In June 1987, a group of strangers gathered to remember the names and lives of their loved ones they feared history would forget. It was this group that first set the sewing machines at The NAMES Project Foundation, a 501(c)(3) organization, in motion in a small storefront in San Francisco’s Castro neighborhood. Those first few memorials – sewn 25 years ago, were voices crying out the suffering of one community. Over the years those voices have swelled to tens of thousands calling for compassion, awareness and action in the age of AIDS on behalf of people from all walks of life, all around the globe.

Throughout its history, The AIDS Memorial Quilt has been used to fight prejudice, raise awareness and funding, as a means to link hands with the global community in the struggle against AIDS, and as an effective tool in HIV and AIDS education and prevention.

The store will be:

“the perfect way to support The Quilt as it makes its way to Washington, D.C. You can purchase Quilt 2012 merchandise, attend cool events, learn more about the Quilt, and HIV/AIDS.”

12 Comment

  • Totally misleading headline for quilters out there.

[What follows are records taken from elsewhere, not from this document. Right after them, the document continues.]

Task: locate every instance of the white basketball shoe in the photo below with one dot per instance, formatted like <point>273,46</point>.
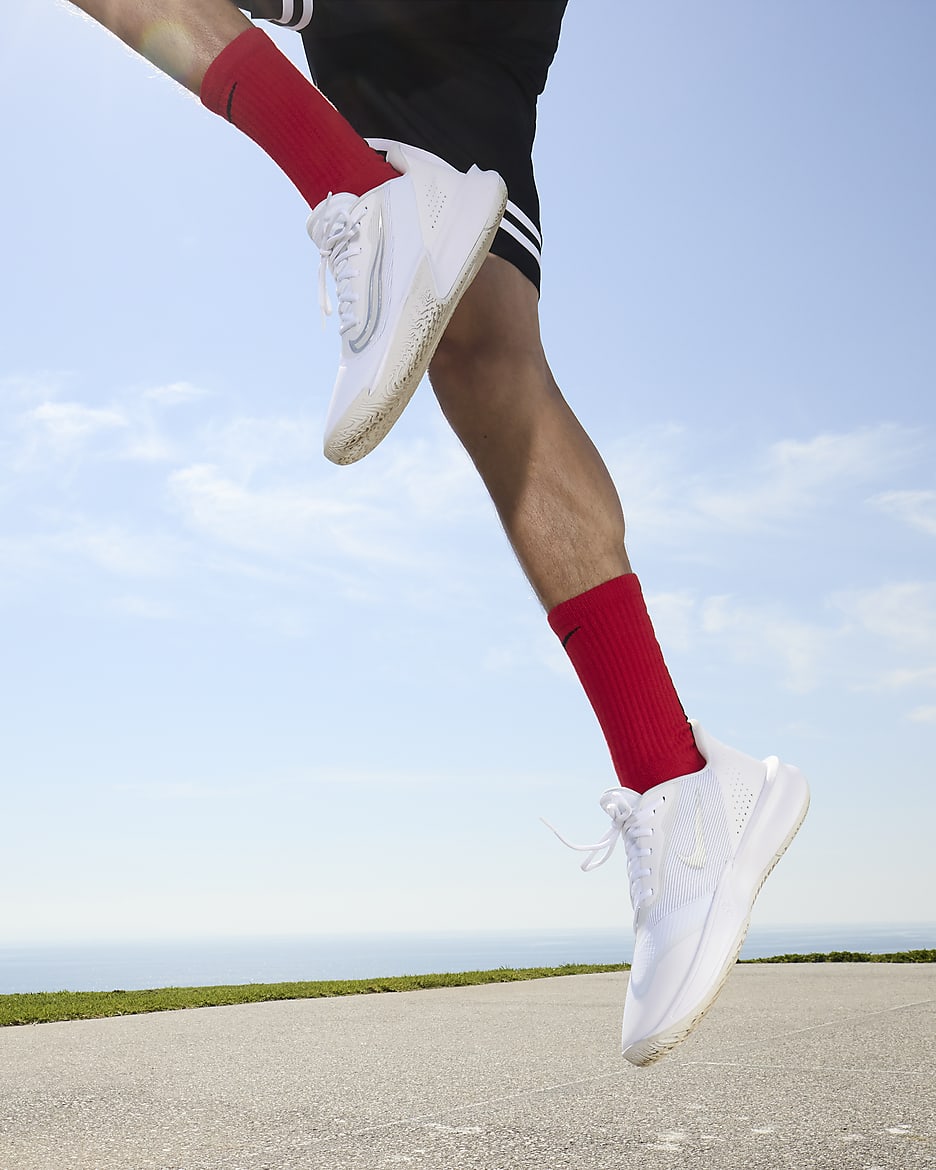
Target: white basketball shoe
<point>401,256</point>
<point>699,850</point>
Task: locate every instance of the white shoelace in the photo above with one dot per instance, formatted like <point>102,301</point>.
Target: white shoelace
<point>631,825</point>
<point>337,253</point>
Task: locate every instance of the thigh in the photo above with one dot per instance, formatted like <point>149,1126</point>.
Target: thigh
<point>456,77</point>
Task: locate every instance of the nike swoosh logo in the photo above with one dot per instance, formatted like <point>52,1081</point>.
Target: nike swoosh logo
<point>696,859</point>
<point>374,294</point>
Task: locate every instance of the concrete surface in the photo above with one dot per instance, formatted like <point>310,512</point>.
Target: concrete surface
<point>809,1066</point>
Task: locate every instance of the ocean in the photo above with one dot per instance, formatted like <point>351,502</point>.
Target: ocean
<point>133,965</point>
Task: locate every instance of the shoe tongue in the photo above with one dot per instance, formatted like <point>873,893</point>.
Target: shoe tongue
<point>631,797</point>
<point>325,213</point>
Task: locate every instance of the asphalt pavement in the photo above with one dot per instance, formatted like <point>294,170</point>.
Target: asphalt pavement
<point>826,1066</point>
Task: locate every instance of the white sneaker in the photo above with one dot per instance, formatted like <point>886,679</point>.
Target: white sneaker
<point>401,256</point>
<point>699,850</point>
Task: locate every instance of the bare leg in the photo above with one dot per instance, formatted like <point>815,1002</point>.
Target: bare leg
<point>552,491</point>
<point>180,36</point>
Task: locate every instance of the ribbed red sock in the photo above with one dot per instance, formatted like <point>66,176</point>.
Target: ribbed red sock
<point>607,634</point>
<point>254,85</point>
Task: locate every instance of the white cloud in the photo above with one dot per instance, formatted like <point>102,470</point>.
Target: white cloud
<point>795,476</point>
<point>174,392</point>
<point>69,424</point>
<point>914,508</point>
<point>924,676</point>
<point>902,614</point>
<point>283,522</point>
<point>773,637</point>
<point>673,482</point>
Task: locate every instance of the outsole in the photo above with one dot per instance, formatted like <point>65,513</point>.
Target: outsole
<point>369,421</point>
<point>654,1047</point>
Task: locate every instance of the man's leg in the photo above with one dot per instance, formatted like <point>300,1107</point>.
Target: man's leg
<point>403,238</point>
<point>563,517</point>
<point>702,824</point>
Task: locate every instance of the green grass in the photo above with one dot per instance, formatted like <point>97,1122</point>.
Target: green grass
<point>45,1007</point>
<point>920,956</point>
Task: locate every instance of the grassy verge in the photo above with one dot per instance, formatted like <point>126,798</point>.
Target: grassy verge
<point>45,1007</point>
<point>919,956</point>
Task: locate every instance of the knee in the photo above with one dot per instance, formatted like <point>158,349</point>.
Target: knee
<point>481,365</point>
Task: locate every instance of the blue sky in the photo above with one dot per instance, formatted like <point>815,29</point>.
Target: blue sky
<point>246,692</point>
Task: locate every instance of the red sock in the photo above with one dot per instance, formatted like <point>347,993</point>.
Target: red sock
<point>252,84</point>
<point>607,634</point>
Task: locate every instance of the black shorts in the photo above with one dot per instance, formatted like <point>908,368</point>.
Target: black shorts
<point>456,77</point>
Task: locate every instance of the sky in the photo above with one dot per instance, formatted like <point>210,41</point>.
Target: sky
<point>245,692</point>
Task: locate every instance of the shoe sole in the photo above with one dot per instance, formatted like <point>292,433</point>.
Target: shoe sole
<point>653,1047</point>
<point>372,415</point>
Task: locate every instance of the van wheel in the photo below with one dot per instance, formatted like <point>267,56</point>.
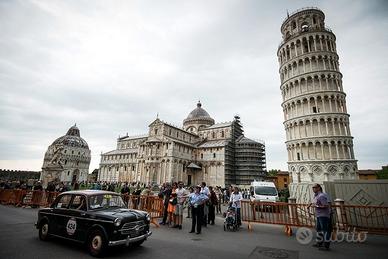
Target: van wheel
<point>43,231</point>
<point>96,243</point>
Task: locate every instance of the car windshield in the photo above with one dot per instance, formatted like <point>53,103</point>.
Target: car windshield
<point>266,190</point>
<point>105,201</point>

  • Saying “attend cool events” is not how I would phrase events related to a quilt that memorializes tens of thousands that died of AIDS and was unfurled when it was still a national epidemic.

  • Interesting. I noticed yesterday that Arena Stage in Southwest had AIDS quilts hanging in their windows. I had not idea why. Now I know (maybe).

  • anonymouse_dianne

    Arena is staging a revival of Larry Kramer’s The Normal Heart. It’s set in NYC in 1981-1984 and is an account of the beginning of the AIDS epidemic. It’s semi-autobiographical — Larry Kramer started the Gay Men’s Health Crisis and ACTUP. Arena is planning to bring the quilt back to DC during the run and also the big AIDS conference is coming to DC as well.

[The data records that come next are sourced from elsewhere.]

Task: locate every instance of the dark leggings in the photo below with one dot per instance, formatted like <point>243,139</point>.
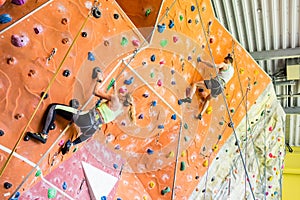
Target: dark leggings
<point>84,120</point>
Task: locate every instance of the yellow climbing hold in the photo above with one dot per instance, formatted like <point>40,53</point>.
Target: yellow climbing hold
<point>215,148</point>
<point>151,184</point>
<point>209,110</point>
<point>171,154</point>
<point>205,163</point>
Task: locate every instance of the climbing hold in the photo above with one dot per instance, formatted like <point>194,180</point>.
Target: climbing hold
<point>19,40</point>
<point>64,21</point>
<point>161,126</point>
<point>205,163</point>
<point>96,12</point>
<point>18,2</point>
<point>52,193</point>
<point>161,28</point>
<point>124,41</point>
<point>171,24</point>
<point>165,191</point>
<point>116,16</point>
<point>153,103</point>
<point>129,81</point>
<point>171,154</point>
<point>175,39</point>
<point>186,138</point>
<point>151,184</point>
<point>1,132</point>
<point>159,82</point>
<point>84,34</point>
<point>152,58</point>
<point>64,185</point>
<point>5,18</point>
<point>182,166</point>
<point>91,56</point>
<point>180,17</point>
<point>148,11</point>
<point>141,116</point>
<point>66,73</point>
<point>152,75</point>
<point>145,95</point>
<point>163,43</point>
<point>173,117</point>
<point>185,126</point>
<point>115,166</point>
<point>136,43</point>
<point>150,151</point>
<point>192,8</point>
<point>7,185</point>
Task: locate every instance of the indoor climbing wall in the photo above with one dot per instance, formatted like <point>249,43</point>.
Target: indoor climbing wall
<point>154,51</point>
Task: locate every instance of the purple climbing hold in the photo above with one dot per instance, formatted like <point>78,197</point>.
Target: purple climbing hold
<point>129,81</point>
<point>150,151</point>
<point>91,56</point>
<point>171,24</point>
<point>18,2</point>
<point>5,18</point>
<point>19,40</point>
<point>161,28</point>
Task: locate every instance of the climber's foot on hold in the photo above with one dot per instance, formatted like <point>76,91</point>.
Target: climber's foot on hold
<point>38,136</point>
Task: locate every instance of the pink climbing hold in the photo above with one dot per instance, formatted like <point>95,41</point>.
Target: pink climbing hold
<point>175,39</point>
<point>19,40</point>
<point>159,82</point>
<point>136,43</point>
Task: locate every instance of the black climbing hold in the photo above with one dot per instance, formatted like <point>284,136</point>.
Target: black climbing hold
<point>96,12</point>
<point>46,96</point>
<point>7,185</point>
<point>66,73</point>
<point>26,137</point>
<point>84,34</point>
<point>52,126</point>
<point>74,103</point>
<point>116,16</point>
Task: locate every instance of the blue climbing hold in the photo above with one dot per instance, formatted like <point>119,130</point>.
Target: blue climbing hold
<point>161,28</point>
<point>154,103</point>
<point>150,151</point>
<point>171,24</point>
<point>128,81</point>
<point>174,117</point>
<point>91,56</point>
<point>64,186</point>
<point>152,58</point>
<point>115,166</point>
<point>5,18</point>
<point>160,126</point>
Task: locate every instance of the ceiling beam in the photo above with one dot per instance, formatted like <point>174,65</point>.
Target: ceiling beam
<point>292,110</point>
<point>276,54</point>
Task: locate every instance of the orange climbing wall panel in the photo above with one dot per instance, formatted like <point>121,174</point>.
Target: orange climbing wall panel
<point>161,68</point>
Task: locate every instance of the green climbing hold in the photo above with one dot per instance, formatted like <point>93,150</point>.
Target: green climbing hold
<point>152,75</point>
<point>52,193</point>
<point>185,126</point>
<point>180,17</point>
<point>124,41</point>
<point>182,166</point>
<point>147,13</point>
<point>38,173</point>
<point>165,191</point>
<point>163,43</point>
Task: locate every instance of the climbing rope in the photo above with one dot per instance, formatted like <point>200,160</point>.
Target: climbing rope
<point>226,104</point>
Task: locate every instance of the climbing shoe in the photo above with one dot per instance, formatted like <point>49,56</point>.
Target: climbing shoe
<point>38,136</point>
<point>66,147</point>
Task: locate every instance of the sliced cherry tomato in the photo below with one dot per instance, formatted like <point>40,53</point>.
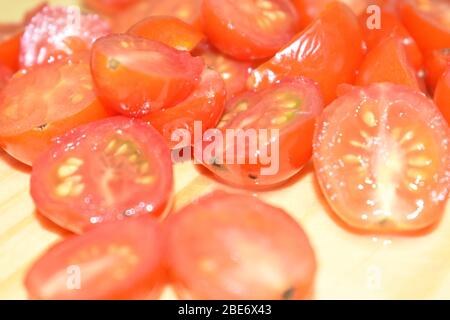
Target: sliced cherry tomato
<point>388,62</point>
<point>290,107</point>
<point>428,22</point>
<point>442,95</point>
<point>107,170</point>
<point>206,104</point>
<point>235,73</point>
<point>121,260</point>
<point>44,102</point>
<point>169,30</point>
<point>134,75</point>
<point>51,32</point>
<point>329,51</point>
<point>249,29</point>
<point>255,252</point>
<point>382,158</point>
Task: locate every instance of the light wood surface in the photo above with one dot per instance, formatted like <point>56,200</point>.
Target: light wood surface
<point>351,266</point>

  • Much of my late 80s address book contains names now on this quilt. Not sure I can go see it again.

  • It’s great that the AIDS Quilt is still being displayed (albeit in pieces) to remind people of the toll that AIDS has taken primarily on gay men. In 1993, in conjunction with the March on Washington, the entire Quilt (or as much as could fit) was laid out on the Mall, while people on stage continuously read the names of those (including their loved ones) who had died. It was one of the most moving experiences of my life and brings tears to my eyes just thinking of it. I realize that many members of the PoP community are probably not old enough to remember (as indicated by their snarky comments), but the Quilt is something that has a great deal of meaning to gay men who have lived through this epidemic since the early 80s. An entire generation of gay men was wiped out by AIDS, and those of us that lost friends and partners will never forget. Please don’t be dismissive of this store — it really is a place worth visiting and supporting.